Putting it all together: new project checklist

1) Initialize the repo

  • Create a new Node/Nest project with package.json.
  • Add apps/, libs/, deps/nestjs-yalc/, utils/ folders.
  • Vendor nestjs-yalc into deps/nestjs-yalc or add it as a workspace. 2) Wire core tooling
  • In package.json, point @nestjs-yalc/* to file:deps/nestjs-yalc/....
  • Configure tsconfig.json typeRoots to include deps/nestjs-yalc/types and types-extends.
  • Create webpack.config.cjs with @nestjs-yalc allowlisted in externals and deps/nestjs-yalc/node_modules in additionalModuleDirs.
  • Add jest.config.ts using @nestjs-yalc/jest and nest-cli.json with your first projects. 3) Create the base app pieces
  • Implement your own BaseAppModule wrapping YalcBaseAppModule (env loading, config, logger, event bus, CLS, interceptors).
  • Optionally implement your own thin bootstrap wrapper (for example an AppBuilder class that extends AppBootstrap) to centralize HTTP filters, ValidationPipe, Swagger, lifecycle hooks. 4) Create the first domain
  • Add apps/account/src/config/config.ts (config factory and validation).
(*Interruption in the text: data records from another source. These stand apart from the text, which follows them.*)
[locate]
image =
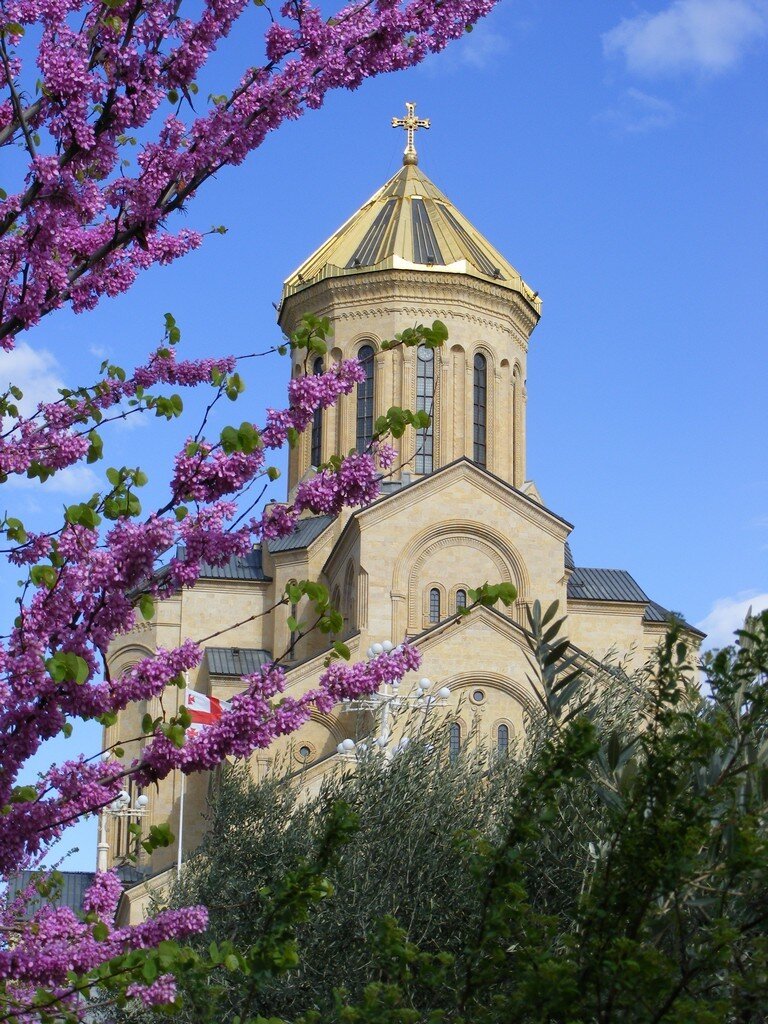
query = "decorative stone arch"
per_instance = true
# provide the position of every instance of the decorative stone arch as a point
(329, 722)
(120, 663)
(510, 565)
(493, 407)
(348, 598)
(365, 338)
(452, 608)
(125, 657)
(517, 691)
(426, 597)
(455, 406)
  • Add apps/account/src/account.module.ts as BaseAppModule-based module.
  • Add apps/account/src/main.ts using AppBootstrap to start the server.
  • Add libs/client-account/ with client-account.service.ts using IHttpCallStrategy and your preferred response-handling helper (for example a project-specific BaseApiService).
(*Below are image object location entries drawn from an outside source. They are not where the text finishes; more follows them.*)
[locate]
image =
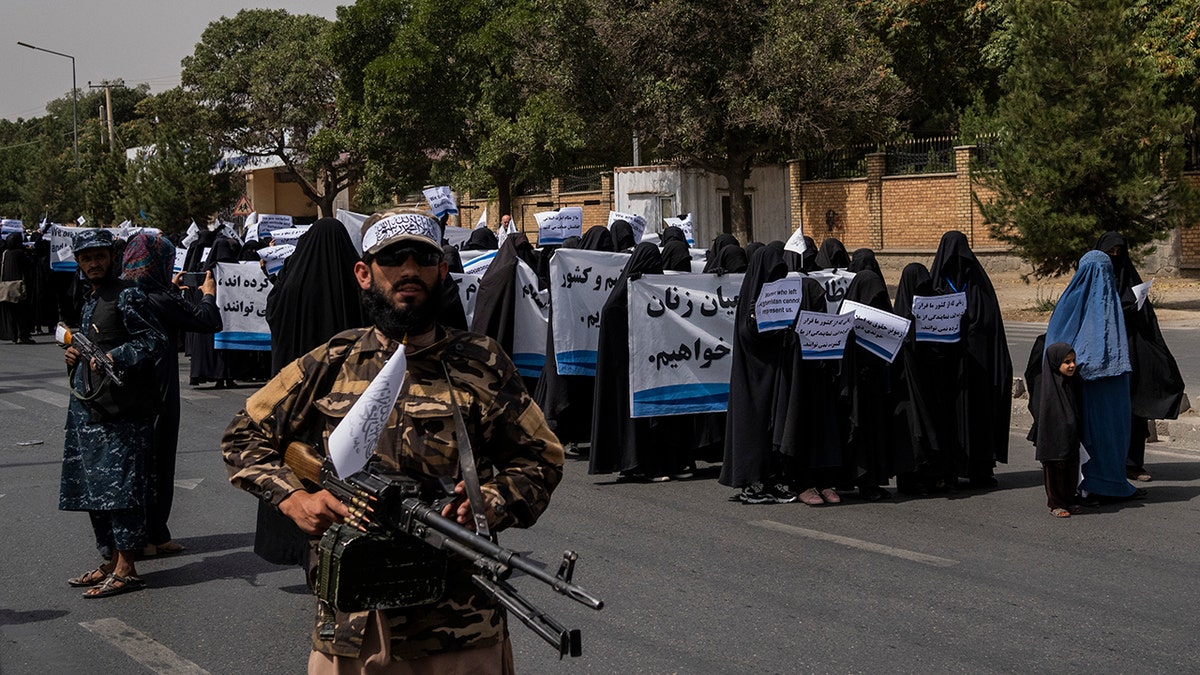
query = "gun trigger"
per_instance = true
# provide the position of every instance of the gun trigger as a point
(567, 568)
  • Register NestLocalCallStrategyProvider for any dependencies the account module has on other domains. 5) Create the aggregator app
  • Add apps/_platform/src/platform.module.ts importing AccountModule and other domain modules as they are added.
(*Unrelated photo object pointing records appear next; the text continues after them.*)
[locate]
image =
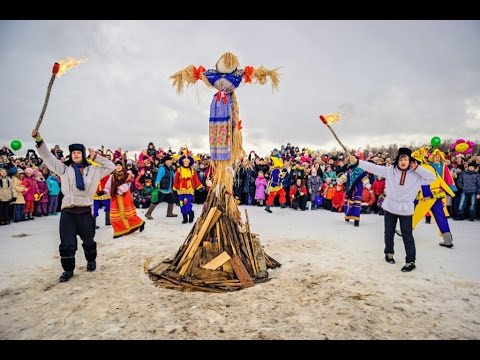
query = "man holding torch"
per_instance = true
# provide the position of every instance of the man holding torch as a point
(79, 183)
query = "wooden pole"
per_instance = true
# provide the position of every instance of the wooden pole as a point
(47, 97)
(336, 137)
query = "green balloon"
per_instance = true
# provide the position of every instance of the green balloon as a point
(436, 141)
(16, 145)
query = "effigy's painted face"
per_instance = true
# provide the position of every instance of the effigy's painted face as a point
(223, 84)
  • Register shared NestLocalCallStrategyProvider instances for cross-domain calls (one provider per caller token).
  • Add apps/_platform/src/main.ts to start the aggregator with AppBootstrap. 6) Add more domains incrementally
  • For each new domain, repeat the “Adding a new domain” recipe:
    • defs, module, entrypoint, client lib, nest-cli entries, tests.
  • Import new domain modules into the aggregator app as needed. 7) Evolve towards microservices
  • When a domain needs to become an independent service:
    • Switch its callers from NestLocalCallStrategyProvider to NestHttpCallStrategyProvider (or another transport).
    • Deploy that domain’s app separately and adjust base URLs.
  • Keep all other domains unchanged; they still use the same client APIs and tokens.